前日のヒヴァのレストランと違い、こちらのプロフはとっても美味しかったです。 レーズンやレンズマメなどいろいろと入っているところも個人的には推し。 ただ、サラダの欄にあったヨーグルトサラダ(ケバブの隣に映りこんでるもの)は野菜が殆ど無いので選択をミスりました。 サラダとは...?

食後タプチャンでしばらくまったりしていたら、ヌクス→ヒヴァでご一緒し、ヒヴァで別れたAさんと出くわしました。 amber-hist-lang-travel.hatenablog.com ヒヴァと違ってそこそこ大きい街だと思うので、この偶然にはびっくりしました。 ヒヴァからブハラまで車をチャーターして来たとのことで、なかなか過酷なドライブだったそう。
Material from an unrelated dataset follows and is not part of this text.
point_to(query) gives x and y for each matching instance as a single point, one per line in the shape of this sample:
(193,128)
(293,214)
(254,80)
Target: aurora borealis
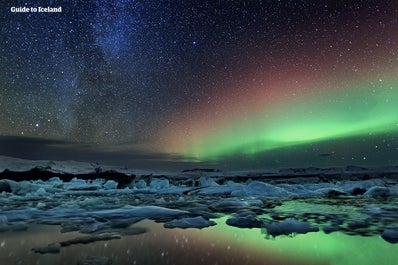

ひとしきり話した後、ホテルにチェックイン。 シャワーを浴びる前に髪の毛を触ると、砂がまとわりついていたからかゴワゴワした感触でした。 もちろん心地よいものではないのですが、初めての感覚だったことに加え、あの砂だらけの光景の中を旅してきたことを示すものだと思うと面白いものでした。

翌日に続きます。

amber-hist-lang-travel.hatenablog.com

参考文献

  • [1] 小松久男, 梅村坦, 宇山智彦, 帯谷知可, 堀川徹 編 (2005)「中央ユーラシアを知る事典」平凡社 ISBN: 4-582-12636-7

*1:google mapsでヒヴァ→ブハラの車での経路検索結果。

*2:建物の銘板に世界遺産のマークが記されている。

*3:走行中のyandex mapの表示によると時速80kmくらいだったので遅めの印象です。

*4:たとえば http://www.ryokukaclub.com/siryousitu/souhoukaku/souhoukaku1.html など参照。

*5:参考文献[1]p.457「ブハラ」の項「1868年...(中略)... 86年ロシア外務省の駐ブハラ政治代表部が機能しはじめ, 翌年ブハラ市の南東約13kmに中央アジア鉄道のカガン駅が完成すると, これを拠点としてロシア人の新市街, 新ブハラが形成された.」

*6:ここでは、現在のBukhara I駅と19世紀のカガン駅を暗に同一視しています。現在のブハラI駅がgoogle mapsを見るとカガンKogonの街にあることが理由です。